The Paris Agreement attempts to offer protection to small low-lying islands such as the Cayman Islands, by laying out plans to keep global warming to "well below 2 degrees Celsius above pre-industrial levels" and pursue efforts to limit the increase to 1.5 degrees Celsius.
Minister of Environment Wayne Panton says the agreement will provide a guiding framework for Cayman on further steps to reduce its carbon footprint.
'The treaty calls for a special report in 2018 on the impacts of global warming of 1.5 °C and that report could provide some important information for Cayman in terms of the measures needed to address the effects of climate change', he said.
'Prior to the Agreement, the Cayman Islands Government had planned a review of its National Energy Policy. The treaty will impact our efforts to refine the local framework and enable more avenues to reduce greenhouse gas emissions'.
Cabinet recently took the decision to request that the United Kingdom include Cayman in its ratification of the second commitment period of the Kyoto Protocol (KP2), which runs until 31 December 2020. Under KP2 , the UK has a reduction target of 16% by 2020, compared with 2005 levels for emissions. Cayman is obligated to continue providing information to the UK on local measures to reduce emissions and adapt to climate change.

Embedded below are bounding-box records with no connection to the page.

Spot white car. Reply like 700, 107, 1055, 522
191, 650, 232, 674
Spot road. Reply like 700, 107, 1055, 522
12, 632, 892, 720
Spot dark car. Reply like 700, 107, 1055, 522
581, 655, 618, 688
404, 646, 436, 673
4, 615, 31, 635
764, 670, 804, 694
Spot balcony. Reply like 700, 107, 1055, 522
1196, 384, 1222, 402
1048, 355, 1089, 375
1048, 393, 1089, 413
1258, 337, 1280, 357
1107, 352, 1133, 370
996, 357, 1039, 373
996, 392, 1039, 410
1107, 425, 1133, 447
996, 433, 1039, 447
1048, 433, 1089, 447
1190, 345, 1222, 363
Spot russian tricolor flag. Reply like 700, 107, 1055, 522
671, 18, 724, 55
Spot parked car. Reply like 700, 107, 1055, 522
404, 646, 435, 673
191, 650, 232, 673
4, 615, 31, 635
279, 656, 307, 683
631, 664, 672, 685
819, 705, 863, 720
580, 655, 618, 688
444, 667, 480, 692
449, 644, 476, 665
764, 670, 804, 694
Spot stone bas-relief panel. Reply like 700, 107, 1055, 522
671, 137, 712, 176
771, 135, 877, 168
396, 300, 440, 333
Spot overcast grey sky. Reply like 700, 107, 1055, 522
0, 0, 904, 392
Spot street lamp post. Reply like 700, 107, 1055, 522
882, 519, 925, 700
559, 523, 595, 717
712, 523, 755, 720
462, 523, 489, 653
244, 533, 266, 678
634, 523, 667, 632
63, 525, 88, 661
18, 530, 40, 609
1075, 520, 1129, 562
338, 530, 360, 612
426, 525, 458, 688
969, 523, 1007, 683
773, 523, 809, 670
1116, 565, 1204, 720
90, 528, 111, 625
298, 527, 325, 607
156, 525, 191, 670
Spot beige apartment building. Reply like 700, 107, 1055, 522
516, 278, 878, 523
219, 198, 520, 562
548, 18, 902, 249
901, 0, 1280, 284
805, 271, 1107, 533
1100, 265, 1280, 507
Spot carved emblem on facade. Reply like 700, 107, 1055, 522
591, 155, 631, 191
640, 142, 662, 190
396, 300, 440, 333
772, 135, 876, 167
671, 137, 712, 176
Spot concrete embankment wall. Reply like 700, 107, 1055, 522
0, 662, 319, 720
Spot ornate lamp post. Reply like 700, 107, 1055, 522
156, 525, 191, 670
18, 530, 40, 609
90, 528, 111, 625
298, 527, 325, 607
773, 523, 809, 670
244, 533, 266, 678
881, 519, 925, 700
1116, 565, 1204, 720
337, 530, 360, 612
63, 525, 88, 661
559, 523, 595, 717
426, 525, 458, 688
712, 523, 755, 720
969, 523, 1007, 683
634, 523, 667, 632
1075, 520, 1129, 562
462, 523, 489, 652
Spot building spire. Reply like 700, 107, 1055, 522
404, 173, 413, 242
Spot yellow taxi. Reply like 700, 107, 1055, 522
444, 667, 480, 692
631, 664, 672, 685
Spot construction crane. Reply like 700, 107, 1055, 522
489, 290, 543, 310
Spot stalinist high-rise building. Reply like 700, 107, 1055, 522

In addition to the energy policy, Government currently has a draft national climate change policy. Both policies will be the two instruments to help guide the establishment of greenhouse gas reduction targets and the methods of achieving the agreed reductions, as well as identify actions needed to adapt to climate change.
The draft National Climate Change Policy (2011) and National Energy Policy will be undergoing a review and update in early 2016.
'Policies relating to energy security and climate change are intimately linked as they both seek to reduce our current reliance on carbon-based energy production and for the Cayman Islands, one is as essential as the other', Minister Panton said.
Both the Minister and the DoE Director Gina Ebanks-Petrie are hopeful that the Paris Agreement will encourage Cayman to make greater strides in reducing its carbon footprint.
'To date, actions to reduce greenhouse gas emissions and adapt to climate change have not been a focus of national policy. This will need to change if we are to make any meaningful progress on the issues surrounding climate change', Mrs Ebanks-Petrie said.